The first rule of driving is this: drive safely. If you think you can maneuver safely in traffic, do so. Otherwise, sit still or step out from behind the steering wheel. Our reflexes and skills vary, and drivers must understand and accommodate that when they operate their own vehicles.
Too many drivers ignore that rule, or they expect other drivers to have their "skill" or daring attitude. They try to encourage hesitant drivers with the horn.
Now, sometimes, a tootle of the horn is what you need: you are looking at something other than your path and the green light has been burning daylight for a good five or more seconds. A short "wake-up" beep does the trick: drivers look up, gasp, engage the car and wave (all fingers!) at the driver who alerted them. It happens to everyone, amateurs and pros alike.

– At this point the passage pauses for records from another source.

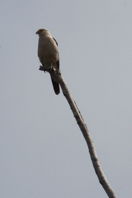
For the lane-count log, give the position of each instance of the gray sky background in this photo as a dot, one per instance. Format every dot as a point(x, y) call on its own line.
point(42, 151)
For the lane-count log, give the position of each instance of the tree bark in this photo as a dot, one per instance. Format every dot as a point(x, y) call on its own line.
point(83, 127)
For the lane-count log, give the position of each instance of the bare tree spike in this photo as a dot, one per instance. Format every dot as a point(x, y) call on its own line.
point(83, 127)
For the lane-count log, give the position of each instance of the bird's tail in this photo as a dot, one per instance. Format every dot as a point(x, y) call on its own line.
point(55, 85)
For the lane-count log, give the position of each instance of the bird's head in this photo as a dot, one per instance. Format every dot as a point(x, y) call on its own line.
point(41, 31)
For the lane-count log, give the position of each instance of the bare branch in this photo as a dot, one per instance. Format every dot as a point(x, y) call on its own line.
point(83, 127)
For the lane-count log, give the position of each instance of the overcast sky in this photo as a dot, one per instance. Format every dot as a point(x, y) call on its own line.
point(42, 151)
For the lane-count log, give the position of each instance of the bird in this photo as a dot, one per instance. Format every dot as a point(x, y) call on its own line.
point(48, 54)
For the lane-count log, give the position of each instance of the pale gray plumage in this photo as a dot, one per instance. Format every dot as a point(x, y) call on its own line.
point(48, 54)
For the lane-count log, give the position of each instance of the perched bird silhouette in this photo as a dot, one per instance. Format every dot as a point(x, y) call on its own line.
point(48, 54)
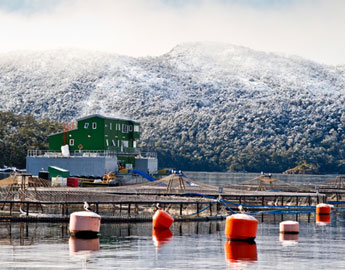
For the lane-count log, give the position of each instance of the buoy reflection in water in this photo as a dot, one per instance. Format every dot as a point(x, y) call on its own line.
point(161, 236)
point(79, 246)
point(240, 251)
point(288, 239)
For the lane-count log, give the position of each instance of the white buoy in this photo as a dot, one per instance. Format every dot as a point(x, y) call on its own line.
point(289, 226)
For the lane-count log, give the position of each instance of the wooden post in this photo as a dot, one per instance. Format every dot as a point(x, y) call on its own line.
point(27, 209)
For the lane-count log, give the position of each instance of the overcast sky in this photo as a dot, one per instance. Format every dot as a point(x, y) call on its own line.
point(313, 29)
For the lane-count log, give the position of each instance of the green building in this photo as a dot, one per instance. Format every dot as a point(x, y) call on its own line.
point(99, 134)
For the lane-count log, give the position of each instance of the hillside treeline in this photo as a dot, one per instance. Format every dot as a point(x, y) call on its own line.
point(20, 133)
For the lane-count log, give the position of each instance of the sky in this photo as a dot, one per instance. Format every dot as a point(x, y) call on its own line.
point(312, 29)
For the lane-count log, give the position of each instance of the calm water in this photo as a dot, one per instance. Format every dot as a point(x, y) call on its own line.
point(219, 179)
point(189, 246)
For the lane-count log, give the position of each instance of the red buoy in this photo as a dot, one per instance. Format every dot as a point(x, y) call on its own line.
point(236, 251)
point(84, 224)
point(323, 220)
point(323, 209)
point(162, 220)
point(289, 226)
point(241, 227)
point(161, 236)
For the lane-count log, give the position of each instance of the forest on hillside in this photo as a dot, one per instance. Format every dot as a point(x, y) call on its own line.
point(19, 133)
point(202, 106)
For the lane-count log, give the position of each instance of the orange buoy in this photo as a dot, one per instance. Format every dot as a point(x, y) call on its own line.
point(236, 251)
point(162, 220)
point(289, 226)
point(241, 227)
point(161, 236)
point(84, 224)
point(323, 209)
point(83, 245)
point(323, 220)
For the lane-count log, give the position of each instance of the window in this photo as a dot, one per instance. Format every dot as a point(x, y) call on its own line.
point(124, 128)
point(125, 143)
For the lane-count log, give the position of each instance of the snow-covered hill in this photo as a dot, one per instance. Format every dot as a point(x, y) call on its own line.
point(202, 105)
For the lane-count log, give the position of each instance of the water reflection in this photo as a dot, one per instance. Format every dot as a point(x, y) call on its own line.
point(79, 246)
point(288, 239)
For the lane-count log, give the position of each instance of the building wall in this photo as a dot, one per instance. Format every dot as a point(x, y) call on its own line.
point(147, 165)
point(98, 133)
point(78, 166)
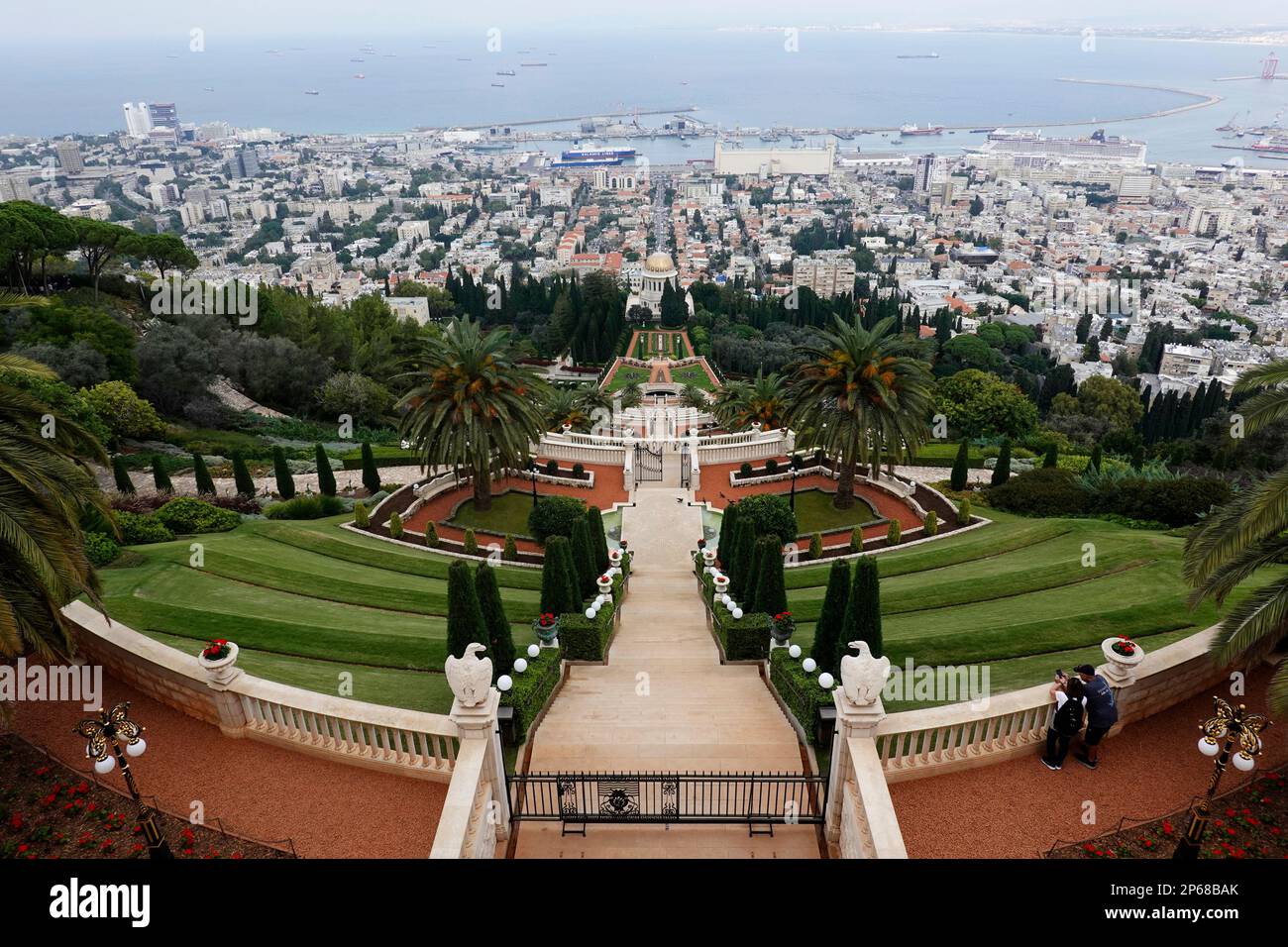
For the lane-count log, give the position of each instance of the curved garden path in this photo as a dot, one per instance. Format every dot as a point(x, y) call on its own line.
point(664, 702)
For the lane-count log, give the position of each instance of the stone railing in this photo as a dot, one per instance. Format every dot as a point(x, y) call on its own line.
point(407, 742)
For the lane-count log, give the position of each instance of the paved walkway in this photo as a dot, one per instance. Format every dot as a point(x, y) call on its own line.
point(664, 702)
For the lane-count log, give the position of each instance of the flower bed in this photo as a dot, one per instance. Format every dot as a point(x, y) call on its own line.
point(1249, 822)
point(50, 810)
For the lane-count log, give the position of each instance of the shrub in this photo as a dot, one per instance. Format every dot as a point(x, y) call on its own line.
point(769, 514)
point(121, 475)
point(313, 506)
point(138, 530)
point(201, 474)
point(160, 478)
point(1048, 491)
point(831, 617)
point(326, 475)
point(554, 515)
point(241, 475)
point(370, 474)
point(464, 616)
point(101, 549)
point(282, 472)
point(185, 514)
point(894, 532)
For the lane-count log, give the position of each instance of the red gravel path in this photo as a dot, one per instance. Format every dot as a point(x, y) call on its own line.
point(608, 489)
point(329, 809)
point(716, 489)
point(1020, 808)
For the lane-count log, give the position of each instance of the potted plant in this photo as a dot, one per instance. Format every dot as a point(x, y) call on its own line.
point(218, 660)
point(546, 628)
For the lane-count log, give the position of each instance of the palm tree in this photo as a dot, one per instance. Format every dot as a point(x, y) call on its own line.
point(1247, 534)
point(46, 489)
point(863, 395)
point(472, 405)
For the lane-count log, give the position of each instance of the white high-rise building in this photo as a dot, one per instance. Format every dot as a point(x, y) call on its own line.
point(138, 121)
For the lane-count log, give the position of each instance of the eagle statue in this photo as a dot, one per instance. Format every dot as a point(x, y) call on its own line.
point(862, 676)
point(469, 677)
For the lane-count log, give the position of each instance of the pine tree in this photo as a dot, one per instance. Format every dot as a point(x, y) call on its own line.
point(370, 472)
point(121, 474)
point(831, 618)
point(282, 472)
point(961, 467)
point(464, 617)
point(1003, 472)
point(771, 592)
point(241, 475)
point(201, 474)
point(160, 478)
point(500, 638)
point(863, 609)
point(326, 475)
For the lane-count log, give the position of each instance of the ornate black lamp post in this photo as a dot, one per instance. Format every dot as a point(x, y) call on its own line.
point(106, 735)
point(1239, 729)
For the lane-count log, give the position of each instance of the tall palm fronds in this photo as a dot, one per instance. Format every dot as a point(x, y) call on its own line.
point(46, 488)
point(472, 405)
point(863, 395)
point(1249, 532)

Some days, it's just a tootle and both drivers are civil. Alas, too often lately are drivers anything but. Recently, an acquaintance died after an encounter with a fellow driver, who is accused of following him into a parking lot and committing violence against him. Shocking — but not really.
I had a front seat to road rage about a decade ago. I don't remember if my driver didn't accelerate quickly enough, or someone changed lanes too closely. What I do remember is the rude gesture of my driver. I do remember the furious encounter after the other driver followed my car to its destination. Both drivers dwarfed me in size, so I couldn't safely separate them. I was frightened and furious, and I walked away from the screaming drivers.
I was lucky. I got out with my life. So did my driver. Our friendship, however, was a victim of this incident; my driver didn't understand the danger his actions posed.
This morning, I was on the first of two major roads I travel to work. I had to turn left across oncoming traffic, and I saw a gap in traffic. Could I cross safely? I wasn't sure, so I waited. I heard a long honk, not a tootle. I kept waiting. Five seconds later, the gap was unmistakably safe, so I proceeded — and wondered if the angry honker would pursue me to "teach me a lesson."
Thankfully, no one followed me. Today I was lucky. Tomorrow, my caution may be someone else's flashpoint. Let's hope you and I never find out.